Machine Learning has numerous applications in various fields. For example, in the healthcare sector, ML models can analyse medical data to help diagnose diseases and predict patient outcomes. In the financial sector, ML algorithms are used for fraud detection and stock market forecasting. In marketing, ML can analyse customer behaviour to provide personalised recommendations and targeted ads.

As the field of Machine Learning continues to advance, its potential for solving complex problems and simplifying our lives becomes increasingly evident. The availability of powerful computational resources such as Graphics Processing Units (GPUs) has enabled the execution of increasingly complex and sophisticated models, facilitating the transition from Machine Learning to Deep Learning.
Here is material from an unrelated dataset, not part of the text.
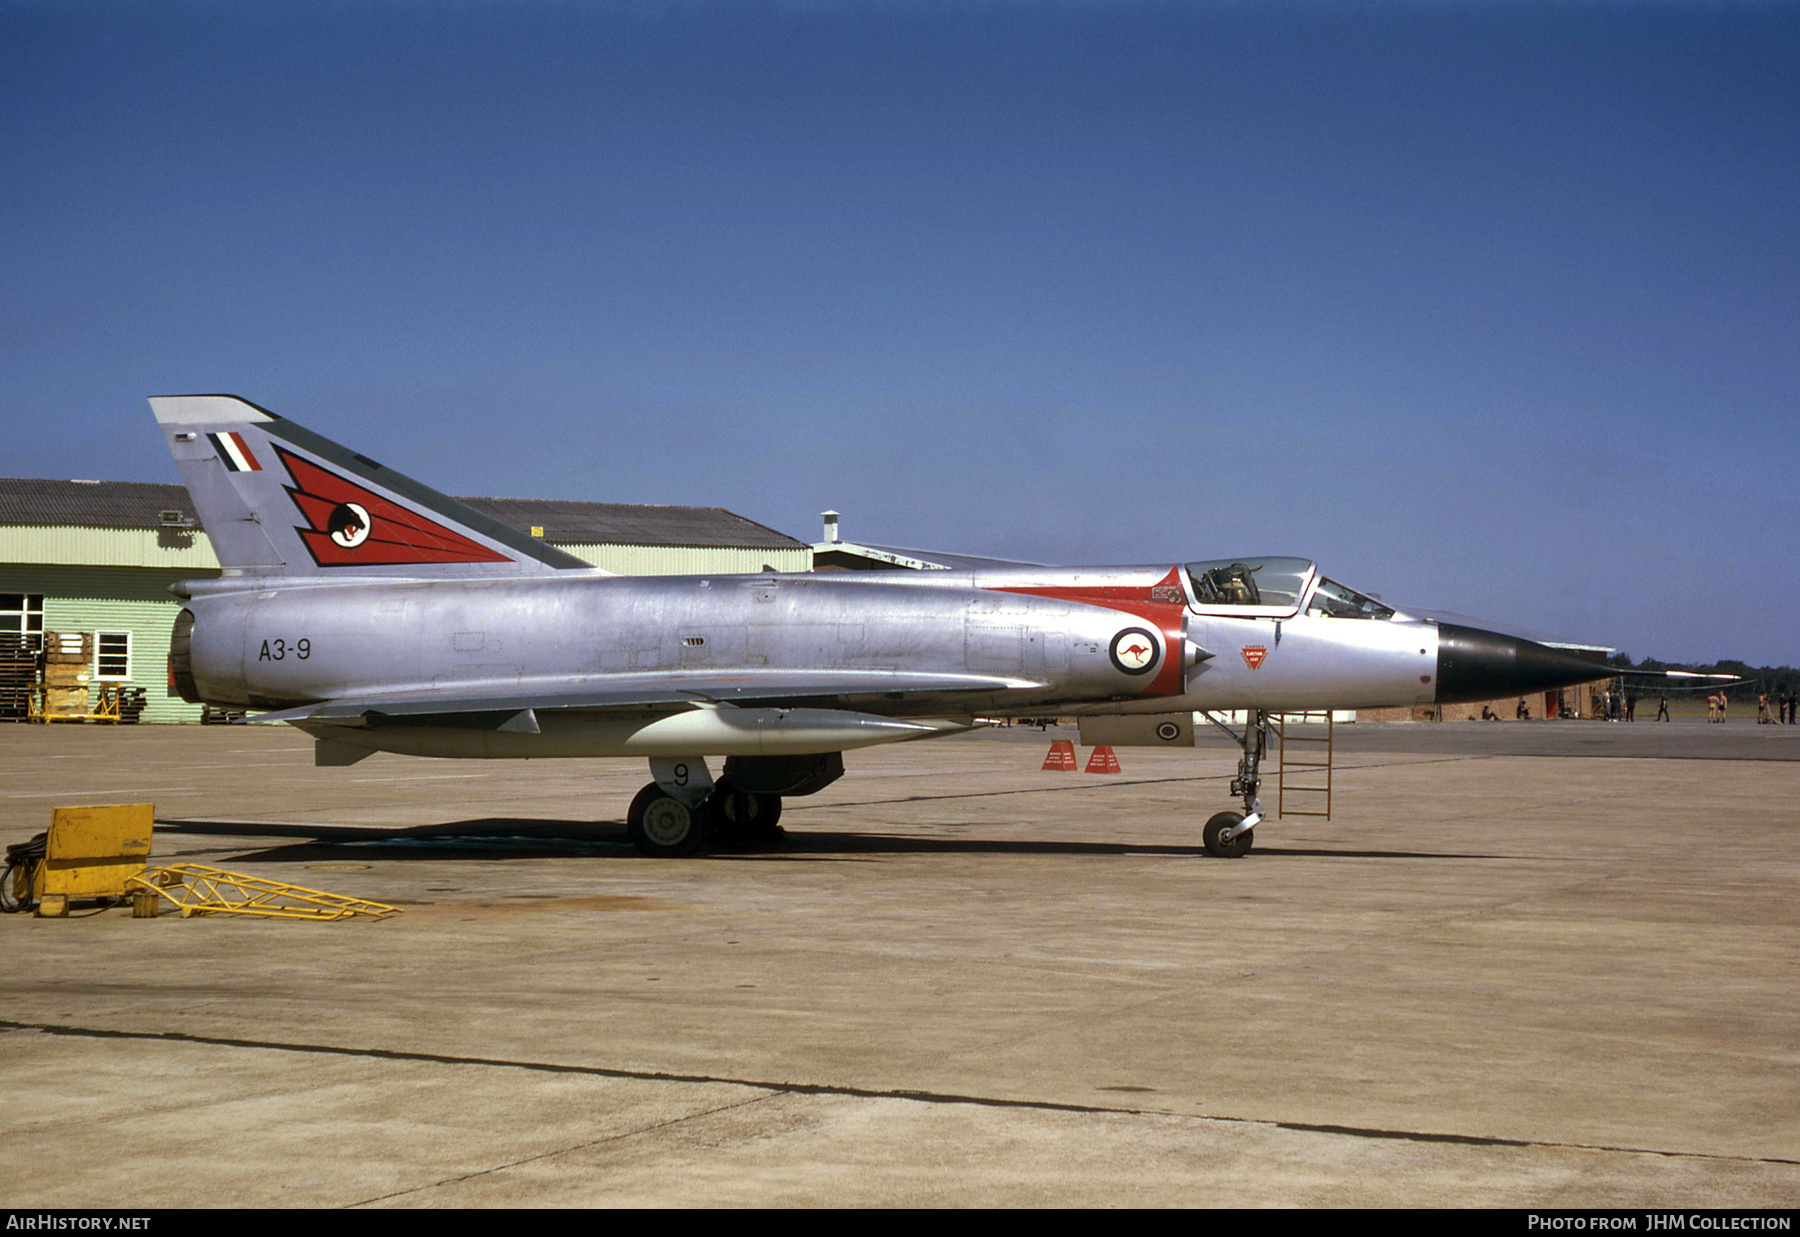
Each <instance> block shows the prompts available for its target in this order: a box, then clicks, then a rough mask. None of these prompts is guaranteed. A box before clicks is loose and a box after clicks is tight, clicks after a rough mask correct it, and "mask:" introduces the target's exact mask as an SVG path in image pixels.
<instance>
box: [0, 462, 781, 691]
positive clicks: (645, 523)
mask: <svg viewBox="0 0 1800 1237" xmlns="http://www.w3.org/2000/svg"><path fill="white" fill-rule="evenodd" d="M461 501H463V502H466V504H470V506H472V508H475V510H479V511H484V513H486V515H491V517H495V519H497V520H504V522H506V524H511V526H513V528H518V529H524V531H529V533H531V535H533V537H542V538H544V540H547V542H551V544H553V546H556V547H560V549H565V551H569V553H571V555H574V556H578V558H583V560H585V562H590V564H594V565H596V567H605V569H607V571H616V573H619V574H626V576H677V574H697V573H709V571H716V573H722V574H724V573H751V571H812V547H810V546H806V544H805V542H799V540H794V538H792V537H785V535H781V533H778V531H774V529H770V528H765V526H761V524H756V522H754V520H747V519H743V517H742V515H734V513H731V511H727V510H724V508H691V506H644V504H630V502H565V501H540V499H461ZM218 571H220V565H218V558H214V556H212V547H211V546H209V544H207V535H205V533H203V531H202V529H200V526H198V520H196V519H194V508H193V502H189V499H187V490H185V488H184V486H178V484H153V483H137V481H36V479H0V718H13V717H23V715H25V699H23V695H22V684H20V682H18V681H20V677H22V675H25V673H27V664H29V666H31V670H29V673H31V675H38V673H47V672H49V670H50V668H49V666H43V668H41V670H40V668H38V664H36V661H38V659H36V655H38V654H41V652H43V648H41V646H43V634H45V632H58V634H61V636H65V637H72V636H76V634H79V636H81V637H85V639H70V641H65V643H67V646H68V648H77V646H79V648H81V650H83V655H81V657H79V661H81V663H83V664H81V666H76V668H72V670H70V668H67V666H59V668H58V670H59V672H63V673H65V677H68V681H70V682H72V681H74V679H76V677H81V673H83V672H85V677H86V688H88V691H92V693H94V695H95V699H97V693H99V690H101V688H106V690H108V691H110V693H119V695H124V697H126V700H128V709H126V711H128V713H137V717H139V718H140V720H144V722H193V720H200V717H202V709H200V706H198V704H185V702H184V700H180V699H176V697H175V695H171V693H169V690H167V655H169V632H171V628H173V627H175V616H176V612H180V603H178V601H176V600H175V598H173V596H171V594H169V591H167V589H169V585H171V583H175V582H176V580H189V578H200V576H216V574H218ZM58 661H76V657H72V655H70V657H58ZM139 693H140V695H139ZM77 695H79V693H77ZM139 700H140V704H142V708H140V711H139V709H135V708H130V706H131V704H137V702H139Z"/></svg>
These two disciplines share the same principles, but the capabilities of deep learning have made it possible to tackle and solve increasingly intricate problems (an example of this is the incredible results achieved by systems based on Large Language Models such as GPT chat).

At Almawave, we take a state-of-the-art approach by seamlessly integrating different machine learning techniques (combined with symbolic reasoning techniques) to perform natural language processing tasks. Our goal is to leverage the strengths of each technology while mitigating the limitations, ensuring the delivery of tailor-made solutions for each use case. This is our Composite AI approach, which allows us to deliver the optimal, tailor-made results to meet the unique requirements of each context.